Die 300 Mitgliedsunternehmen sind für insgesamt circa 802.000 Wohneinheiten zuständig. Kommunale Wohnungsunternehmen verwalten fast 20 prozent des gesamten Wohnungsbestandes in Schweden, das entspricht etwa der Hälfte des Mietsektors. Jeder siebte Schwede lebt in einer Wohnung, die einem kommunalen Wohnungsunternehmen gehört. SABO ist die Branchen- und Interessensorganisation der kommunalen Wohnungsunternehmen in Schweden.

Die Organisation unterstützt ihre Mitglieder mit Serviceleistungen und bietet Beratung, Kompetenzvermittlung und Informationsaustausch. Darüber hinaus setzen wir uns für gute Arbeitsbedingungen unserer Mitgliedsunternehmen ein und fördern den Ausbau von Mietobjekten.

Der Schwerpunkt des Betätigungsfeldes von SABO liegt auf der Wohnungspolitik, auch wenn die Organisation parteiunabhängig ist. Das Leitungsgremium wird vom Kongress gewählt und bildet die allgemeine politische Mehrheit unserer Mitgliedsunternehmen ab.

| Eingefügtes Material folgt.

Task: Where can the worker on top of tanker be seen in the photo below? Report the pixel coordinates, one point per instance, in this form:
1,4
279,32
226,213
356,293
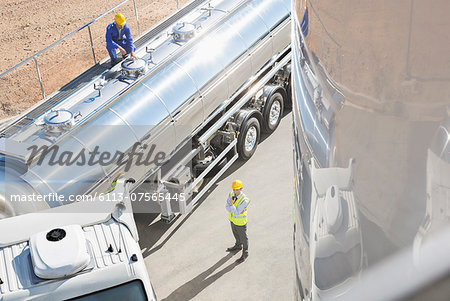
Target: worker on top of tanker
118,36
236,206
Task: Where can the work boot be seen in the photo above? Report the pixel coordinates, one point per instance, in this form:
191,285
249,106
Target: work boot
242,258
234,248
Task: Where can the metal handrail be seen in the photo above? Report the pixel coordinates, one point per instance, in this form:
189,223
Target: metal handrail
88,25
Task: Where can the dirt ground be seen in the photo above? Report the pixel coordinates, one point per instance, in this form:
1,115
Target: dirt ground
29,26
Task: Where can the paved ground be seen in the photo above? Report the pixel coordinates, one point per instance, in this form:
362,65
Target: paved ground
187,260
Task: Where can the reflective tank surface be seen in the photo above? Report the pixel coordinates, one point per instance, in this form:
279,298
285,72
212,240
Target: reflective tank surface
371,110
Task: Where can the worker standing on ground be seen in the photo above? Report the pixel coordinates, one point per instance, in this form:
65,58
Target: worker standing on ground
118,36
236,206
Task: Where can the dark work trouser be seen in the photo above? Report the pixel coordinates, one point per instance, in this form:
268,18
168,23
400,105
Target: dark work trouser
240,234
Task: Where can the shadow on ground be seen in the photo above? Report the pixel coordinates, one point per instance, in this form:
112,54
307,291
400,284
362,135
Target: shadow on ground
194,286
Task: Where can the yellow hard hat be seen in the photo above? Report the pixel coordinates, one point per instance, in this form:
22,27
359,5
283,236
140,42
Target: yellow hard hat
120,19
237,184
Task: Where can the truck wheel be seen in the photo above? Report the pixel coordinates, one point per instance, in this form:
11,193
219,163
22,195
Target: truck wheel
248,138
273,111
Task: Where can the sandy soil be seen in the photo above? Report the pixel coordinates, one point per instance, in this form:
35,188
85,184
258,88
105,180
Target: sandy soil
28,26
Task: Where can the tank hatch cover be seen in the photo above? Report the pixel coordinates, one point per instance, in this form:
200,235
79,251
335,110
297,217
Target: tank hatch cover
183,32
59,252
58,121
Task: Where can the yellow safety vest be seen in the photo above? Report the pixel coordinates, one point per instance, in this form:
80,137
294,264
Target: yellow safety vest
241,219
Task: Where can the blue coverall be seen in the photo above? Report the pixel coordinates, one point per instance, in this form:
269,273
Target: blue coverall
113,41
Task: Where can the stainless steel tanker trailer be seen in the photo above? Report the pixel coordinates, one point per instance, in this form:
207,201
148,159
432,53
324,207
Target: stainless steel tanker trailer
198,97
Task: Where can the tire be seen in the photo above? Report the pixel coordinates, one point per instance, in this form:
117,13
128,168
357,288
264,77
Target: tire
272,113
248,138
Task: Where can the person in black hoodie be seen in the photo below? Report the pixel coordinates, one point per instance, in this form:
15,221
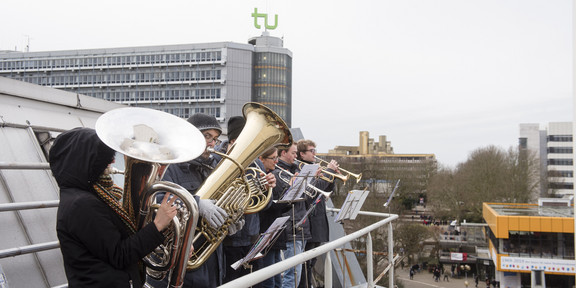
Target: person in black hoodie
318,220
99,243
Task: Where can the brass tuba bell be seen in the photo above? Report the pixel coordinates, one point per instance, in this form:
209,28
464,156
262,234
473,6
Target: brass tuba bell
151,140
229,185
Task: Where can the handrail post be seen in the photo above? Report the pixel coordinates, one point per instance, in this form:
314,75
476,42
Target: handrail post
369,261
328,271
390,256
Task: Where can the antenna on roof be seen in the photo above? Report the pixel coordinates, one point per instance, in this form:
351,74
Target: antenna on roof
27,43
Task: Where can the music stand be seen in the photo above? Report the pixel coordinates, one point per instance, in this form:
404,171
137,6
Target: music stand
265,241
352,205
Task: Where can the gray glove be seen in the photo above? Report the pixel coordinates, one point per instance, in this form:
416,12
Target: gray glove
235,227
215,215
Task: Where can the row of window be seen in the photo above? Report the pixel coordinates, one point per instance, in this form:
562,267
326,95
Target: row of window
272,75
560,150
187,112
103,79
558,186
560,138
123,60
560,162
538,244
269,58
155,95
561,173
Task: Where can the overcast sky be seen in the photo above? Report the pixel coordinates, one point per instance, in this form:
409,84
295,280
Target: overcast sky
435,76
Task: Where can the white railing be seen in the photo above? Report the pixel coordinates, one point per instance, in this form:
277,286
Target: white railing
265,273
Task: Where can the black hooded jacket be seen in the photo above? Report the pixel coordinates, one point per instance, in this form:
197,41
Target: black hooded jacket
98,249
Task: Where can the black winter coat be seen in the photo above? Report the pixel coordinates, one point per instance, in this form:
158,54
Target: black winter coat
297,213
98,249
318,220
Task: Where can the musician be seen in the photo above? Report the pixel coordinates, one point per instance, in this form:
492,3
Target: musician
295,238
99,242
191,175
237,245
275,211
317,218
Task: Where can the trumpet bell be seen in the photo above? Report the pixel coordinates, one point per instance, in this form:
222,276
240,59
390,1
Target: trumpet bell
150,135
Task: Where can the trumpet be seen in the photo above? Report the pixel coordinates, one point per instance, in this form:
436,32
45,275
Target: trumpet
340,176
312,194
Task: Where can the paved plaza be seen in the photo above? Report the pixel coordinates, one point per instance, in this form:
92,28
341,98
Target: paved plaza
424,279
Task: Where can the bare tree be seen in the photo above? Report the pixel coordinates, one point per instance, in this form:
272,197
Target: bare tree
490,174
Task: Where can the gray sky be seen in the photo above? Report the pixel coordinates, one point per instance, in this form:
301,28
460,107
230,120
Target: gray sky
436,76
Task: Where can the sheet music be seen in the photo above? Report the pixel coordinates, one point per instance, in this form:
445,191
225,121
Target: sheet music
354,201
265,239
304,177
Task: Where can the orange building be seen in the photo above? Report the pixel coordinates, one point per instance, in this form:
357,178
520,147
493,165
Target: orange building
531,245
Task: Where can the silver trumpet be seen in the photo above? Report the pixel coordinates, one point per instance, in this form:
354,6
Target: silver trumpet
310,190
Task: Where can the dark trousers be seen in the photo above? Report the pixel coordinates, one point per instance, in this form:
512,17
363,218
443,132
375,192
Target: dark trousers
273,256
308,274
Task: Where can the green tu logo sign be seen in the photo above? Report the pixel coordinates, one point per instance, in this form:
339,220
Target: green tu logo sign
257,15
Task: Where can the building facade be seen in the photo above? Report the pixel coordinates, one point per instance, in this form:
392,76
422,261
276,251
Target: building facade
211,78
379,168
531,245
553,147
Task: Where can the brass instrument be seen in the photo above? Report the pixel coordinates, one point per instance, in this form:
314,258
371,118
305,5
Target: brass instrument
340,176
312,194
229,185
151,140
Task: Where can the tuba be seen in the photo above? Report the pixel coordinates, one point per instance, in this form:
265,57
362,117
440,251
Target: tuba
231,183
151,140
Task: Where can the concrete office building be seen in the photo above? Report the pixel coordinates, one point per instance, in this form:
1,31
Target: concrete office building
552,145
212,78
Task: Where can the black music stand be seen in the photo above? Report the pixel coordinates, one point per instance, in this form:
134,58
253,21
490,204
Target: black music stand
352,205
264,242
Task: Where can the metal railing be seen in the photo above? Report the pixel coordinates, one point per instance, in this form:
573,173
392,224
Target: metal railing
265,273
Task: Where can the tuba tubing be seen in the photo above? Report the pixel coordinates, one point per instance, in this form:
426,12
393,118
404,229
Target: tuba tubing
150,140
229,185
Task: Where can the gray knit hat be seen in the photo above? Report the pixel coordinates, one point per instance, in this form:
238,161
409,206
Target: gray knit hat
204,122
235,126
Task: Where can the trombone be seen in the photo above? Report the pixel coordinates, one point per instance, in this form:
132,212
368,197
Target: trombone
340,176
312,194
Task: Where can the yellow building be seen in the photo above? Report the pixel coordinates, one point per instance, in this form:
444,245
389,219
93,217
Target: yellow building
531,245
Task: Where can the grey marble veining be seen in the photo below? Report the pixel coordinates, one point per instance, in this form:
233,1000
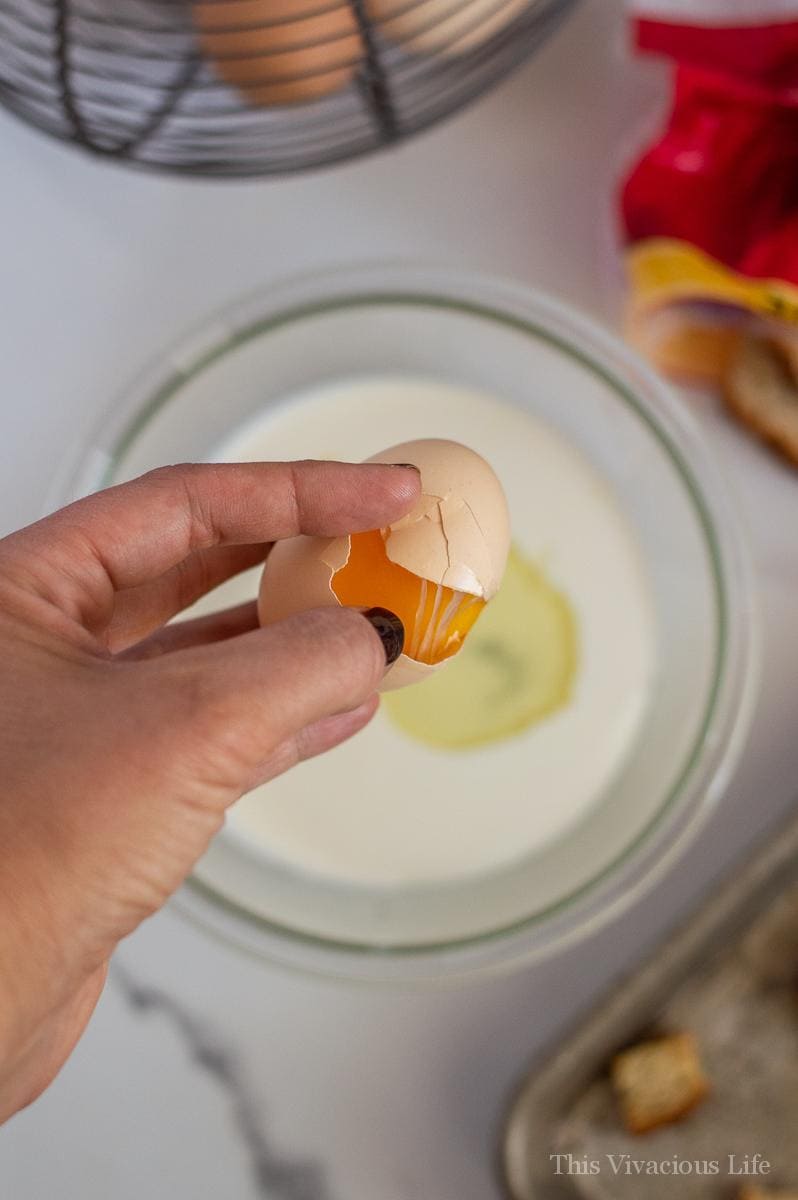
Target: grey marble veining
277,1175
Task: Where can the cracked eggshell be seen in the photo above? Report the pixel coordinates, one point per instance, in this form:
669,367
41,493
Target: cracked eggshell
457,534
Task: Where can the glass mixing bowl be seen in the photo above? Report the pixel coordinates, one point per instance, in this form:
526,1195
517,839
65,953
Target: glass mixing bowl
546,359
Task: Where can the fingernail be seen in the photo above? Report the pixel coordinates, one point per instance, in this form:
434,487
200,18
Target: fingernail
390,629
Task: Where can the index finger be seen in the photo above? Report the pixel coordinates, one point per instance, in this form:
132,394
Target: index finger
132,533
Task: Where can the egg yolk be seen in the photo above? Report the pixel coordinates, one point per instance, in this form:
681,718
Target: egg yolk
436,618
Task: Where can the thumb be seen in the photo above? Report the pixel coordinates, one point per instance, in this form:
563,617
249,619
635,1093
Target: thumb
235,702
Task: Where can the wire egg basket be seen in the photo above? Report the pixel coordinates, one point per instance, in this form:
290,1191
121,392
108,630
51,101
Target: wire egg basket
235,88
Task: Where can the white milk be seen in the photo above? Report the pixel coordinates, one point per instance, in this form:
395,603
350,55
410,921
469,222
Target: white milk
387,810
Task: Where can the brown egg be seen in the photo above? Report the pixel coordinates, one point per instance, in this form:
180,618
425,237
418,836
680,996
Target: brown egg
280,52
436,568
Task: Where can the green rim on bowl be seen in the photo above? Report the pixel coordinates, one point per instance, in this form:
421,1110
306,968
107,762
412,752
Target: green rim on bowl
719,736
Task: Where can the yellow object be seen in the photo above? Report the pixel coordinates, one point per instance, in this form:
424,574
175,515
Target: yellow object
664,270
517,667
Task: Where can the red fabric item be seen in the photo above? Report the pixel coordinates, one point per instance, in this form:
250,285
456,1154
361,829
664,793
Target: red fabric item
724,174
766,54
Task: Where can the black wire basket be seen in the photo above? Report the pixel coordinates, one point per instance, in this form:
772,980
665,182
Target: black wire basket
235,88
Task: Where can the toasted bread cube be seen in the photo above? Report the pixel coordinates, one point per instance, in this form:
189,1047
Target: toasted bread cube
659,1081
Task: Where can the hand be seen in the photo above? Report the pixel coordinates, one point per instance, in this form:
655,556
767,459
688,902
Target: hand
123,739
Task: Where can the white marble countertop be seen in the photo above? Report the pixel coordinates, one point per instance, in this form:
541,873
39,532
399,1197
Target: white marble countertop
205,1073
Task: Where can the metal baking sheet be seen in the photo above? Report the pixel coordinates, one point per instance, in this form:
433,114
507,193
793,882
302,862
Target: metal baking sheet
730,975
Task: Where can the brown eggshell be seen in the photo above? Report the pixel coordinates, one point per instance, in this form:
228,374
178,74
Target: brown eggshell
459,533
280,52
448,539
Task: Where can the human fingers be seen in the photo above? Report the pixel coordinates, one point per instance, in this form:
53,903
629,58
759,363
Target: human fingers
232,705
82,556
183,635
142,611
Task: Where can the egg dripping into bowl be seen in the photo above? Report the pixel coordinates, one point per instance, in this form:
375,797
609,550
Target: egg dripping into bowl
436,568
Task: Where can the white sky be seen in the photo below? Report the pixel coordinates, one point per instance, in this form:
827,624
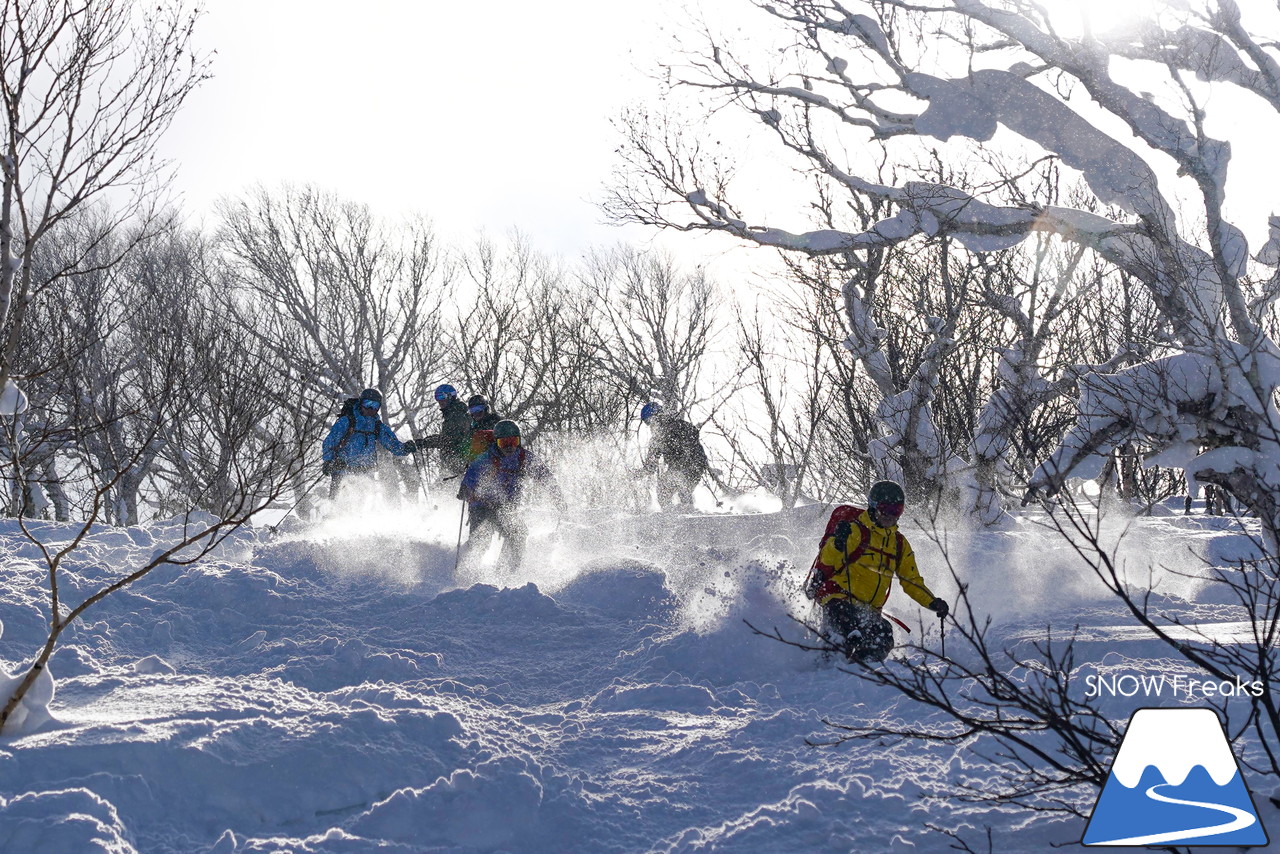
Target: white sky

Film über das kommunale Wohnungswesen in Schweden

SABO Kombohus

Gegen Ende der Nullerjahre erkannten SABOs Mitgliedsunternehmen die Ursache für die übermäßig hohen Baukosten und beschlossen die Ausarbeitung einer guten und bezahlbaren Alternative durch SABO. Kommunale Wohnungsunternehmen unterliegen dem schwedischen Vergaberecht, und die Aufträge für SABOs Kombohus werden über usschreibungen vergeben. Wer den Zuschlag erhält, muss mit SABO ein Rahmenabkommen abschließen, und SABOs Mitglieder in Schweden können im Rahmen dieser Abkommen Aufträge vergeben.

SABO hat drei solcher Rahmenausschreibungen für schlüsselfertige Mehrfamilienhäuser ausgearbeitet: SABOs Kombohus Bas, Plus und Mini. Qualität und Energieeffizienz all dieser Gebäude sind gut. Die Gebäude können zu einem festgelegten Preis (zzgl. MwSt. und Kosten für Grundstück und Gründungsarbeiten) überall in Schweden errichtet werden. Die Preise wurden bereits im Laufe der Vergabe festgelegt und entsprechen Baukosten, die 25 prozent unter dem Kostendurchschnitt liegen.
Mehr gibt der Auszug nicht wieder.